Urteil des OLG Stuttgart vom 24.07.2002

OLG Stuttgart: verfügungsbefugnis, pfandrecht, gegenleistung, rückzahlung, rückforderung, besitz, meinung, sequester, aktivmasse, ware

OLG Stuttgart Urteil vom 24.7.2002, 3 U 14/2002; 3 U 14/02
Insolvenzverfahren: Anfechtbarkeit von Rechtshandlungen des schwachen vorläufigen Insolvenzverwalters durch den Insolvenzverwalter
Tenor
I. Die Berufung der Beklagten wird mit der Maßgabe zurückgewiesen, dass die Beklagte verurteilt wird, an den Kläger 24.067,48 EUR nebst 5 %
Zinsen p.A. hieraus über den Basiszinssatz seit 27.09.2001 zu zahlen.
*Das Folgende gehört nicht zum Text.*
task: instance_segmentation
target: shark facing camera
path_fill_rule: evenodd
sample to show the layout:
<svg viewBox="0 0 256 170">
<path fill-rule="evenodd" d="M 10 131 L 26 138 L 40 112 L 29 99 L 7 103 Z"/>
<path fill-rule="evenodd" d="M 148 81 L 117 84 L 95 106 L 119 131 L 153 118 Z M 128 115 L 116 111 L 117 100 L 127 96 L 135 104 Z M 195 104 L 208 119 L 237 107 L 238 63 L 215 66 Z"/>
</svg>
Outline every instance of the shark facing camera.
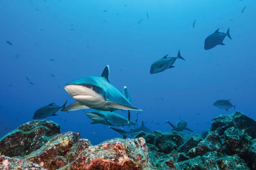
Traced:
<svg viewBox="0 0 256 170">
<path fill-rule="evenodd" d="M 65 90 L 76 102 L 60 111 L 89 108 L 111 112 L 119 109 L 141 111 L 132 106 L 130 102 L 110 83 L 109 76 L 108 65 L 100 77 L 84 77 L 67 83 Z"/>
</svg>

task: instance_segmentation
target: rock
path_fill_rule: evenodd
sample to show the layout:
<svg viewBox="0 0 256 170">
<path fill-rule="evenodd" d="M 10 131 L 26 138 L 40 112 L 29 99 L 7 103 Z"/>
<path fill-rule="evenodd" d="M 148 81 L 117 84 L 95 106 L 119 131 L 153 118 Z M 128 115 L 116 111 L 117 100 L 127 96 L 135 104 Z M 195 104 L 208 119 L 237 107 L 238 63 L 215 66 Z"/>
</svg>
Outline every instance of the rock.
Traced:
<svg viewBox="0 0 256 170">
<path fill-rule="evenodd" d="M 190 137 L 188 140 L 180 147 L 177 151 L 178 152 L 186 153 L 190 149 L 197 146 L 199 142 L 203 140 L 201 136 L 195 135 Z"/>
<path fill-rule="evenodd" d="M 216 131 L 210 132 L 207 137 L 200 141 L 197 146 L 191 149 L 186 156 L 194 158 L 213 151 L 218 150 L 221 145 L 221 140 Z"/>
<path fill-rule="evenodd" d="M 153 169 L 142 138 L 116 138 L 83 151 L 70 166 L 71 169 Z"/>
<path fill-rule="evenodd" d="M 163 132 L 154 131 L 145 135 L 147 143 L 156 146 L 159 151 L 166 154 L 176 150 L 184 143 L 183 134 L 174 131 Z"/>
<path fill-rule="evenodd" d="M 245 131 L 240 130 L 233 127 L 225 131 L 225 141 L 228 140 L 225 150 L 229 155 L 237 154 L 246 162 L 248 161 L 248 152 L 252 142 L 252 137 Z M 224 141 L 223 141 L 224 142 Z"/>
<path fill-rule="evenodd" d="M 221 169 L 250 169 L 244 161 L 237 155 L 222 157 L 216 162 Z"/>
<path fill-rule="evenodd" d="M 0 155 L 0 169 L 32 170 L 45 169 L 36 164 L 22 159 L 11 158 L 3 155 Z"/>
<path fill-rule="evenodd" d="M 256 139 L 252 141 L 248 150 L 249 166 L 252 169 L 256 169 Z"/>
<path fill-rule="evenodd" d="M 68 164 L 66 158 L 71 147 L 80 138 L 78 133 L 69 132 L 60 134 L 45 143 L 27 160 L 47 169 L 59 168 Z"/>
<path fill-rule="evenodd" d="M 26 123 L 0 139 L 0 153 L 11 157 L 23 156 L 39 149 L 60 133 L 60 125 L 52 121 Z"/>
</svg>

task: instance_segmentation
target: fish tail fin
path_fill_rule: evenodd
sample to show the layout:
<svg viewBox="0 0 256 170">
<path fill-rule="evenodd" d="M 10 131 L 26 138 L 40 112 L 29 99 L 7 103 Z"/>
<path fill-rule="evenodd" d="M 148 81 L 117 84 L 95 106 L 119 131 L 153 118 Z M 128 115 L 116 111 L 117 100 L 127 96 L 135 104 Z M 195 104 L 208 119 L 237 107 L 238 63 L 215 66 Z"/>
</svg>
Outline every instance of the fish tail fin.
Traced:
<svg viewBox="0 0 256 170">
<path fill-rule="evenodd" d="M 112 128 L 112 127 L 109 127 L 109 128 L 112 130 L 114 130 L 118 133 L 121 134 L 121 135 L 123 136 L 123 139 L 126 139 L 127 137 L 127 132 L 126 132 L 125 131 L 123 131 L 123 130 L 121 130 L 118 129 Z"/>
<path fill-rule="evenodd" d="M 64 104 L 63 104 L 63 105 L 62 105 L 62 106 L 61 106 L 61 108 L 65 108 L 65 106 L 66 106 L 66 104 L 67 104 L 67 101 L 68 101 L 68 100 L 66 101 L 66 102 L 65 102 L 65 103 Z"/>
<path fill-rule="evenodd" d="M 228 30 L 227 31 L 227 33 L 226 33 L 227 34 L 227 35 L 228 37 L 230 38 L 230 39 L 232 39 L 232 38 L 231 38 L 231 37 L 230 36 L 230 35 L 229 35 L 229 27 L 228 28 Z"/>
<path fill-rule="evenodd" d="M 185 60 L 185 59 L 183 58 L 181 55 L 181 53 L 180 52 L 180 50 L 179 50 L 179 51 L 178 51 L 178 55 L 177 56 L 177 58 L 180 58 L 180 59 L 183 60 Z"/>
</svg>

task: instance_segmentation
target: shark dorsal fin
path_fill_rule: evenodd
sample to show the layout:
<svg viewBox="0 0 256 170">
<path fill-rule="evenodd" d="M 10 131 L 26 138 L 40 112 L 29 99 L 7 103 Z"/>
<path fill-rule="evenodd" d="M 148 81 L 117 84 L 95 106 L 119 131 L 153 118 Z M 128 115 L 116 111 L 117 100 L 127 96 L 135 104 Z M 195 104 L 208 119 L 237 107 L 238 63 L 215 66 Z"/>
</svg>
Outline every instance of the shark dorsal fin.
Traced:
<svg viewBox="0 0 256 170">
<path fill-rule="evenodd" d="M 105 67 L 104 70 L 103 70 L 103 72 L 102 72 L 102 74 L 101 74 L 101 77 L 106 79 L 107 81 L 109 82 L 109 83 L 110 83 L 110 82 L 109 82 L 109 66 L 108 65 L 107 65 L 106 67 Z"/>
<path fill-rule="evenodd" d="M 214 33 L 218 32 L 219 32 L 219 29 L 217 29 L 217 30 L 216 30 L 216 31 L 215 31 L 215 32 L 214 32 Z"/>
<path fill-rule="evenodd" d="M 166 58 L 166 57 L 167 57 L 167 56 L 168 56 L 168 55 L 169 55 L 169 54 L 168 54 L 167 55 L 166 55 L 164 57 L 163 57 L 162 58 Z"/>
</svg>

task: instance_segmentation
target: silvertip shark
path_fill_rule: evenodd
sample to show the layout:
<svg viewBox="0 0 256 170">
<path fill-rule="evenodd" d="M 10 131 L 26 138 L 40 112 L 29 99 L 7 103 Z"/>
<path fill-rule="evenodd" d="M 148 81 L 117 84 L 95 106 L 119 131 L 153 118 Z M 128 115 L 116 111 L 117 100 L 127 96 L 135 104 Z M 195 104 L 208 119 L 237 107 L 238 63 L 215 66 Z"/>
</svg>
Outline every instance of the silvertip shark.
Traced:
<svg viewBox="0 0 256 170">
<path fill-rule="evenodd" d="M 64 88 L 77 101 L 60 112 L 91 108 L 111 112 L 118 109 L 142 110 L 131 103 L 109 82 L 109 66 L 107 65 L 100 77 L 88 76 L 67 83 Z"/>
</svg>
II. Die Beklagte trägt die Kosten des Berufungsverfahrens.
III. Das Urteil ist vorläufig vollstreckbar. Die Beklagte kann die Zwangsvollstreckung durch Sicherheitsleistung oder Hinterlegung des zu
vollstreckenden Betrages abwenden, wenn nicht der Kläger vor der Zwangsvollstreckung oder Hinterlegung Sicherheit in gleicher Höhe leistet.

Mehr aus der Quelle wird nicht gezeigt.